Household debt in the U.S. fell 0.7 percent during the third quarter as a decline in real-estate borrowing outpaced rising student and auto loans, according to a Federal Reserve Bank of New York survey.
Consumer indebtedness shrank by $74 billion to $11.31 trillion, according to a quarterly report on household debt and credit released Tuesday by the Fed district bank. Mortgage debt declined by $120 billion to $8.03 trillion, the lowest since 2006. Home-equity lines of credit fell by $16 billion, even as mortgage originations increased for the fourth straight quarter.
“The increase in mortgage originations, auto loans and credit-card balances suggests that consumers are slowly gaining confidence in their financial position,” Donghoon Lee, a senior economist at the New York Fed, said in a statement. “As consumers feel more comfortable, they may start to make purchases that were previously delayed.”
A housing-market recovery is bolstering household finances, supporting the spending that accounts for 70 percent of the U.S. economy. Home prices rose 3 percent in the year ended in September, the S&P/Case-Shiller index of property values in 20 cities showed Tuesday, and the Conference Board’s index of consumer sentiment climbed to a four-year high this month.

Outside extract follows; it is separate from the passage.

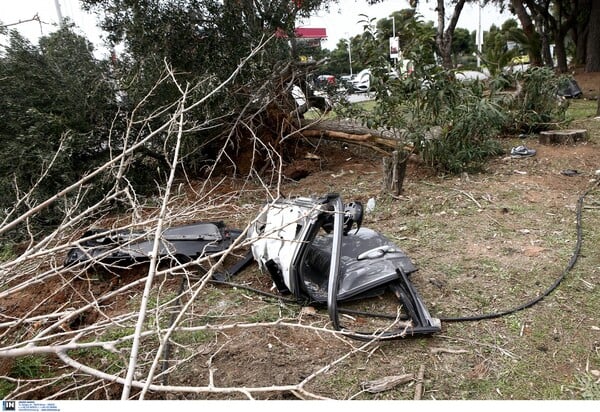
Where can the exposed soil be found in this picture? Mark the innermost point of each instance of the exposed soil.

Americans have cut debt by $1.37 trillion from the peak in the third quarter of 2008, according to the New York Fed’s data.
Borrowing outside of home financings climbed by 2.3 percent in the third quarter to $2.7 trillion as auto debt increased by $18 billion, student loans rose by $42 billion and credit-card balances grew by $2 billion, the survey showed.
Student Loans
Student-loan borrowing rose to $956 billion as of the end of September, the report showed. New debt accounted for $23 billion of the increase, and the remaining $19 billion was attributed to previously defaulted loans that were updated on credit reports during the quarter, the district bank said.
The New York Fed said the report is based on data compiled by the bank’s Consumer Credit Panel, a nationally representative random sample from Equifax Inc. credit-report data.